FROM A DISTANCE he exerted a great force on her. She craved solitude to conjure him up again, finding significance only in the recall of that day. Everything moved her. Every sight and sound, every song, every man’s face — the whole city — turned him over to her. She went out to Brooklyn one morning with Anne to help choose Anne’s trousseau. In the afternoon they left the shops, each enwrapped in her own fantasy. They walked along a street with a slight incline where kids rode bikes along the cracked pavement, calling out to one another in the bright sun. She gazed at the clapboard houses and imagined the back yards and clotheslines and husbands sitting in the shade. She began to imagine coming home to this, entering, calling out ‘I’m home, honey,’ and he in the kitchen peeling onions, frying meat. The meat browning on the pan, the smells, the sounds of the kitchen. She, pausing in the hall, hearing the children outside, breathing deeply before entering the kitchen, then standing behind him, laying her face against his back. Home. She shook herself out of the reverie and smiled at Anne. They rode the subway back into the city, trundling along under the hot streets into the heart of Manhattan.

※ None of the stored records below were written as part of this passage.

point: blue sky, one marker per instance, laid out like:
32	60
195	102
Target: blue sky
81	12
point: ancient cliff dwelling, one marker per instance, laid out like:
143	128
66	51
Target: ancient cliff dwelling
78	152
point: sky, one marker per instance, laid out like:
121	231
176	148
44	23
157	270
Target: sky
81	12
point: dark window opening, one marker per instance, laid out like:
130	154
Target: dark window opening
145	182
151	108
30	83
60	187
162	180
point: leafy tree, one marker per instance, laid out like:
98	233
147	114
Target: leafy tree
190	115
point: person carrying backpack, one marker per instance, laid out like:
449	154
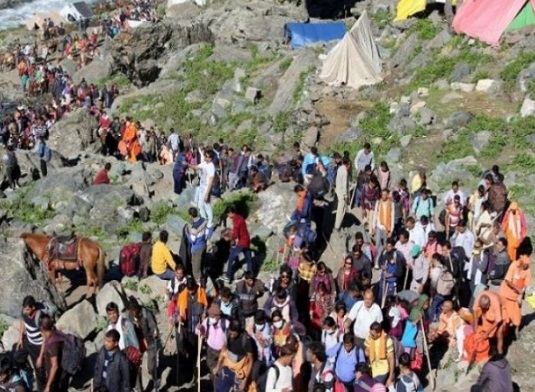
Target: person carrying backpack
407	380
380	351
213	329
57	379
347	356
10	381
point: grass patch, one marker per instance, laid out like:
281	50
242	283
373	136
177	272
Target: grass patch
524	161
512	69
22	210
425	29
3	327
120	79
244	201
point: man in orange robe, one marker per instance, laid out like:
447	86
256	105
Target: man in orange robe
515	228
516	280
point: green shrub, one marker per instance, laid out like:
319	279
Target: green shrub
243	200
512	69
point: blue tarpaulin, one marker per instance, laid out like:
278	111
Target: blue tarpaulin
302	34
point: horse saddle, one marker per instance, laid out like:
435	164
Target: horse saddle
63	248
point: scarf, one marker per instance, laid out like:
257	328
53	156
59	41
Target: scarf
419	308
385	214
378	353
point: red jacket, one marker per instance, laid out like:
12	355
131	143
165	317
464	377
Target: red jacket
101	178
239	232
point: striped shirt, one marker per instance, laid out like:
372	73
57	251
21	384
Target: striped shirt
33	331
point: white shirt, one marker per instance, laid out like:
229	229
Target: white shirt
364	317
207	171
417	235
362	159
448	198
284	381
465	240
174	141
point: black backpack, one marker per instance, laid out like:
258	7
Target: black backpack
261	381
73	354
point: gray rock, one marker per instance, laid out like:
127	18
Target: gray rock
405	51
480	140
459	119
278	197
175	224
22	274
155	287
73	133
528	107
525	77
404	141
394	155
460	72
350	135
136	54
426	116
253	95
440	39
489	86
81	320
284	97
110	292
311	137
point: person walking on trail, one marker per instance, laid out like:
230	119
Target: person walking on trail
31	339
241	242
517	279
204	191
380	351
364	158
56	379
102	176
383	222
147	331
162	262
197	237
213	329
514	225
496	374
342	193
407	380
111	367
280	379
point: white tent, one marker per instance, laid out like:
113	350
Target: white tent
354	61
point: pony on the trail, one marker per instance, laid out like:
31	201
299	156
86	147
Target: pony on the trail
88	254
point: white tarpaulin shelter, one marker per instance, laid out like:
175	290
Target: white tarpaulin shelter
354	61
39	17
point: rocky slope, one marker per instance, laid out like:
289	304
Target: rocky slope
448	104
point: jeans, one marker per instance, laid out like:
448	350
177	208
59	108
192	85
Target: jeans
167	275
234	253
205	208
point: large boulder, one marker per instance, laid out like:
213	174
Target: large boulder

Oliver came out in June, and found work in construction. The American sun bleached him blonder. At weekends he joined Tess and Anne and their social group. They went out to New Jersey for a Fourth of July garden party. Oliver was handsome beyond words. His blue-eyed charm reminded her of the Kennedys. If you weren’t my brother, she thought, I’d marry you. There was no one to whom she felt closer than to her siblings, no greater bond. She thought of David constantly. Already he had forgotten her. She felt the approach of hurt. She tried to glean things from Anne, careful not to betray the tug she felt. The longing to see him became a kind of sickness.

And then, one Saturday, there he was, on the beach at Coney Island when they arrived. Sitting on a towel in their crowded patch near the water, smoke trailing from his fingers. Emblazoned in the sun, the glittering sea before him. He looked up, wordless, unyielding. But something in his eyes — a flash, a shock — before he averted them, and she knew she had not been wrong, that what she had felt was the truth. She retreated, and watched him from a safe distance. When he removed his shirt she saw his chest, his skin, his bare beauty. She thought of a deer; stark, sleek, nervy. Now and then he looked out at the ocean with a far-off gaze. In an instant he could break her heart.

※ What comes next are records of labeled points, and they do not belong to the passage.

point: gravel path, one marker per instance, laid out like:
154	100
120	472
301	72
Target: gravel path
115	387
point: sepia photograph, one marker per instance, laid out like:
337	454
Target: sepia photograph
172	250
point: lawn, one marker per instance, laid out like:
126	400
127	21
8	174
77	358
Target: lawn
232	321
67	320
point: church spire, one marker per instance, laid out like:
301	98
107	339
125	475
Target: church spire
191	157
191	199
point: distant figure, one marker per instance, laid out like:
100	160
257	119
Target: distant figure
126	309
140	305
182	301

All day long, they came and went, swimming and eating and talking. She stayed close to Oliver. She looked at the others, wondering at their lives now, their mothers and fathers back home. All the time the sea, the wing-flash of gulls, him on the edge of her vision. She had to pass him to get to the water and she half ran, shy, feeling the pull, the oscillation in him: in a glance, an invitation, in the next, a rejection. Admit it , she wanted to cry. Only the truth matters. Tense, febrile, she threw herself on her towel and watched him through half-closed eyes in a swirl of sun and cigarette smoke. A birthday card was passed around and he took the pen in his left hand and tilted his head and half twisted his torso and hooked his wrist at an awkward painful angle, and scratched out the words. She was rooted to the spot. In his hooked hand, his twisted body, she saw a striving, something that rendered him vulnerable. Misshapen hand, she thought, misshapen words. Misshapen man. The effort implied something fragile, broken, a wound far greater than any visible deformity.

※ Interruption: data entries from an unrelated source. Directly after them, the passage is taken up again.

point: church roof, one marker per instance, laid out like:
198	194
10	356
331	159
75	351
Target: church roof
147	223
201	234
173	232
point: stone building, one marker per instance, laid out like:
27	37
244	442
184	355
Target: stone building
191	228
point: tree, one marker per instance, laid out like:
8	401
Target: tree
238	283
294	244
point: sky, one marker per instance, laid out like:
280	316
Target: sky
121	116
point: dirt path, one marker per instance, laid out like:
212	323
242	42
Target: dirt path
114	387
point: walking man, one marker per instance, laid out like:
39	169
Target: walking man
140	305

The sun beat down. From the promenade, the cries of carousel riders carried in the air. She got up, walked into the water, pushed her legs against the weight of the sea. She had learned to swim in Dublin, the one thing in her life that she had ever mastered. Chest-high in the waves she lowered her head, raised her legs, let her body float, the ocean under her. She lay on the shimmering surface. The swell of each wave lifted her, then gently lowered her again. She was almost dreaming, the sun on her back.